Ian McIntyre ‘A Ton of Clay’
‘A Ton of Clay’ is London-based artist Ian McIntyre’s installation for Jerwood Makers Open 2015, an annual contemporary art exhibition that puts emphasis on making, practice and process, commissioning a group of artists to create a body of work in a six month period.
McIntyre’s piece is – as the title suggests – made from a ton of clay, comprising hundreds of stacked plates and bowls, and nods to the late 20th century production potter Isaac Button – a man famous for throwing a ton of clay pots in any one day. “I am really interested in the constraints he was working with,” says McIntyre. “People reminisce about his work in quite a romantic and nostalgic way but when you go into it a bit more, it is not as idyllic as it looks. It must have been a really tough life.”
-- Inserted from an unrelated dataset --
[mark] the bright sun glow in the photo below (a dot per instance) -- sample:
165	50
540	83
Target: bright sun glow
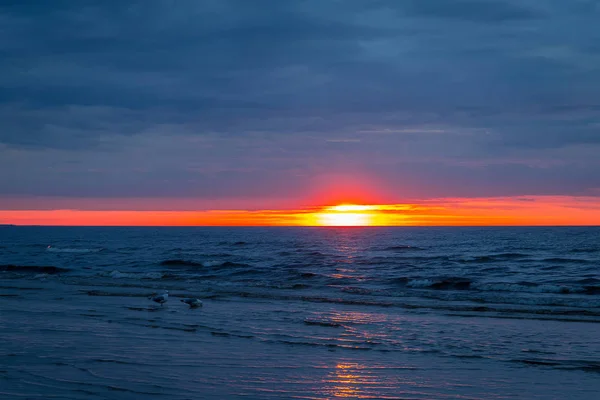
345	215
Re-creating to some extent the potter’s working conditions to make the piece – using almost continuously three kilns to make, fire and glaze the 1000 bowls and plates that create the piece in its final form – but also referencing the act of making more conceptually McIntyre has created something that sits somewhere between craft, art and industrial design.
Visually it is both quite uniform – white in colour with a simple, clear glaze, and yet full of differing forms and irregularities on closer inspection. The way the pieces are stacked in staggered columns along two shelves makes the piece appear as one mass – “a raw weight” that nods directly to Button’s prolific work and factory-like speed.
Whichever way it’s looked at, ‘A Ton of Clay’ is a beautiful object, full of idea, not totally removed from function, and most definitely concerned with the art of process as it is at the same time with aesthetics.